I don't remember even watching a Mets game for much of the season. The M&M boys...Yankee Stadium. "The House That Ruth Built." That's where the action was...
In 1962, however, the social phobias that would prove to be so difficult to overcome began to hit me hard. The other guys were growing; I was still very tiny. Some of them were tough. I was a wimp. Few of them wore glasses; I'd been wearing glasses since I was six. And some of them thought they were...cool. I wasn't cool. I couldn't keep up - and fell behind. I still recall feeling as if I was on the outside looking in...even if I wasn't. I believe that's when I began to identify with the underdog, the downtrodden.

Wrong! Sandy Koufax...the great Koufax - the most dominant pitcher of the early to mid-sixties - was on the mound for the Dodgers. He was opposed by Robert L. Miller. (The Mets had two Bob Millers on their pitching staff that year. They were both pretty bad.) The Dodgers fielded a team of stars: Tommie Davis, Willie Davis, Maury Wills...the Mets? Their lineup that evening consisted of players well past their prime but still relatively productive (Ritchie Ashburn, Frank Thomas) - and a string of minor leaguers masquerading as major leaguers: Felix ("Wrong Way") Mantilla, Cliff Cook, Elio Chacon.

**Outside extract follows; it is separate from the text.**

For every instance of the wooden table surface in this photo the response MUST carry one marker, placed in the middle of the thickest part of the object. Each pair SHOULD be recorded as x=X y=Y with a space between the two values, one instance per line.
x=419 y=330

The young Jim Hickman (who had two or three good years with the Cubs years after leaving the Mets), Chris Cannizzaro (Casey Stengel could never pronounce his hame correctly.)
The Mets had no chance. Sandy Koufax?...It was lights out. Up to the plate marched the Mets. A few moments later - completely over matched - they returned to the bench. Koufax struck out thirteen Mets. It wasn't a fair fight. It wasn't a fight at all...I took this all in...watched the Mets' determined expressions as they went to bat against Koufax. "I'm gonna solve this guy...I'm gonna do it!" And then I watched the frustration on their faces as they returned to the dugout. Failing again. I was nine years old - and identified with their failure. (I did write in an earlier post I have gone through lots and lots of therapy!) In two hours and four-six minutes it was all over. (Koufax walked five batters, Met pitchers walked six and gave up eleven hits.) The final score was 5-0.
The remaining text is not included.